World-First Trials Have Been Launched to Treat Parkinson's
Stem cells could be used to treat blindness and Parkinson’s Disease.
In China, two ground-breaking studies are investigating the use of embryonic stem cells in the fight against blindness and Parkinson’s disease.
In the city of Zhengzhou, China, pioneering researchers will inject stem cells from human embryos into the brains of Parkinson’s patients in an attempt to reverse and treat the symptoms of this debilitating disease. Another study in the same city will attempt to harness embryonic stem cells to regenerate cells in the retina, improving lost or impaired vision. Both studies come in the wake of an overhaul of rules surrounding stem cell research in China.
Stem cell research
The use of embryonic stem cells has been a hugely controversial area of science for several years. Many religious and political leaders have expressed concern over the point that life can be said to begin and the implications of utilising human embryos for research purposes. Stem cells, however, offer a unique opportunity for scientists, providing flexible human cells that can be tailored to a wide range of specialist functions in the body.
Stem cells and Parkinson’s Disease
Parkinson’s disease is caused by a deterioration of the tissue around the basal ganglia in the brain. The loss of nerve cells in this area causes deterioration in the function of neurotransmitters and a subsequent drop in dopamine levels and muscle control. It is thought that embryonic stem cells could be used to regenerate nerve cells and effectively treat the debilitating disease.

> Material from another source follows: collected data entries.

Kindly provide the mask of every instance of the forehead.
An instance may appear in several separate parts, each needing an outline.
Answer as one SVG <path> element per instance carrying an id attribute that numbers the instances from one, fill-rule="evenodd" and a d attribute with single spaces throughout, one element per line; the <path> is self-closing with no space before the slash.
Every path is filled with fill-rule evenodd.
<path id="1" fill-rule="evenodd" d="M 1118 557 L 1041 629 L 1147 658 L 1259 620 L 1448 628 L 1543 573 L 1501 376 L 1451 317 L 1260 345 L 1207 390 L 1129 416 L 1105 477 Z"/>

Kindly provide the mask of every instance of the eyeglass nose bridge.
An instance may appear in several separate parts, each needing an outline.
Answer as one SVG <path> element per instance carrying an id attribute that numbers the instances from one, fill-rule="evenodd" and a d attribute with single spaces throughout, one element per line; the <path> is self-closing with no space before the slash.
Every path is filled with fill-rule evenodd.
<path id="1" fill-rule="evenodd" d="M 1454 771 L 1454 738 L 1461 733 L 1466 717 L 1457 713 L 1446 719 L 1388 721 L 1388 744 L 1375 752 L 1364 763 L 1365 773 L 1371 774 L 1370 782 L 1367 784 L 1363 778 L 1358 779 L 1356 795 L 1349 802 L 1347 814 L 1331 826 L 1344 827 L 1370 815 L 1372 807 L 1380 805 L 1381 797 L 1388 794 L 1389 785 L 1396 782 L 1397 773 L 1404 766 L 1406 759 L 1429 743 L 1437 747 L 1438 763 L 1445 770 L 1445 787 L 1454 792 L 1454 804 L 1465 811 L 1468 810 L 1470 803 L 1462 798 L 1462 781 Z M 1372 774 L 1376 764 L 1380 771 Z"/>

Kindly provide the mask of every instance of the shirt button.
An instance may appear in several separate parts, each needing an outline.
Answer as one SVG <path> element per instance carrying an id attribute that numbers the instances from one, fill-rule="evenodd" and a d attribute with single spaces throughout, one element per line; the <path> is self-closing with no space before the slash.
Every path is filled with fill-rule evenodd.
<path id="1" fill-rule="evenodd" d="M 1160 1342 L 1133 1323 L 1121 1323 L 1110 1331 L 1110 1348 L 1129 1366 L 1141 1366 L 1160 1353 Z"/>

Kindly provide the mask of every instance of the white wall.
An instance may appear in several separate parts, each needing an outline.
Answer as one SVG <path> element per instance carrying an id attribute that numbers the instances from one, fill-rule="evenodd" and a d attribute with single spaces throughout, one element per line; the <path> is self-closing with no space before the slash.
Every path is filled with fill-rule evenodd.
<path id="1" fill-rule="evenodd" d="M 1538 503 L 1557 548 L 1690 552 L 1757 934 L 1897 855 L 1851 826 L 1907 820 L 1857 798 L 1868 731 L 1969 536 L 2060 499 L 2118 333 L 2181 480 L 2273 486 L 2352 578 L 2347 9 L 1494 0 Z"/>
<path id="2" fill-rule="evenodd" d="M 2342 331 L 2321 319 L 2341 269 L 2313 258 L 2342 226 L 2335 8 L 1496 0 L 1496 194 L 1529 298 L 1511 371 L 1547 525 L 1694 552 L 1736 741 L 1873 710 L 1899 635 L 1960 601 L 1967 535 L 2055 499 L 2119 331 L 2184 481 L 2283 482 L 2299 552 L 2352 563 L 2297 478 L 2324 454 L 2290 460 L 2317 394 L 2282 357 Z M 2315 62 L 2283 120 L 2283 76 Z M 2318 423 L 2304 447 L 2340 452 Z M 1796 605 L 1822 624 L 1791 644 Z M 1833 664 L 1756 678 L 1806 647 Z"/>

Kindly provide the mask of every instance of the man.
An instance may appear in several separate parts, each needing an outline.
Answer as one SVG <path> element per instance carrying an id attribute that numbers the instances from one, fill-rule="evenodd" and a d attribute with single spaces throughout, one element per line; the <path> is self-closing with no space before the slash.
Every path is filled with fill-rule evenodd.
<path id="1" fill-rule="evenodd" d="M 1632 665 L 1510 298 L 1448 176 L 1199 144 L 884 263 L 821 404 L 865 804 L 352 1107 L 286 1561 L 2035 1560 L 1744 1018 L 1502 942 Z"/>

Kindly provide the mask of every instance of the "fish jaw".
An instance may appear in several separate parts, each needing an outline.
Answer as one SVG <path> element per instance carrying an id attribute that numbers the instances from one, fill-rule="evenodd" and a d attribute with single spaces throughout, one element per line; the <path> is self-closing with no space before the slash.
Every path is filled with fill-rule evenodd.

Similar research has been carried out with promising results in Australia, although this study utilised human egg cells which had been forced to divide without fertilisation. This methodology overcame ethical concerns about embryonic stem cell research.
Stem cells and Sight
For those suffering from macular deterioration, light transmitting cells around the retina die causing a gradual loss of sight. Embryonic stem cells could theoretically be used to regenerate and replace these missing cells causing an improvement or return in sight.
The scientific community remains divided over the use of stem cells as a treatment for Parkinson’s disease or macular deterioration, and not just on ethical grounds.
Stem cell biologist, Jeanne Loring of Scripps Research Institute, California is concerned that the types of cells used in the Parkinson’s trial are not specialised enough. She raises concerns that the precursor cells introduced could turn into other types of neuron, telling Nature, “Not knowing what the cells will become is troubling.”
Qi Zhou, the stem cell specialist leading both trials is, however, more optimistic and when talking to Nature, cited successful results in animal trials. He went on to say “We have all the imaging data, behavioural data and molecular data to support efficacy.”
Both studies come after major overhauls in embryonic stem cell research rules in China, where ethical guidelines have been tightened.
The scientific community continues to watch the development of this research with interest. Positive results could not only change the face of embryonic stem cell research but also provide hope in the treatment of two devastating diseases.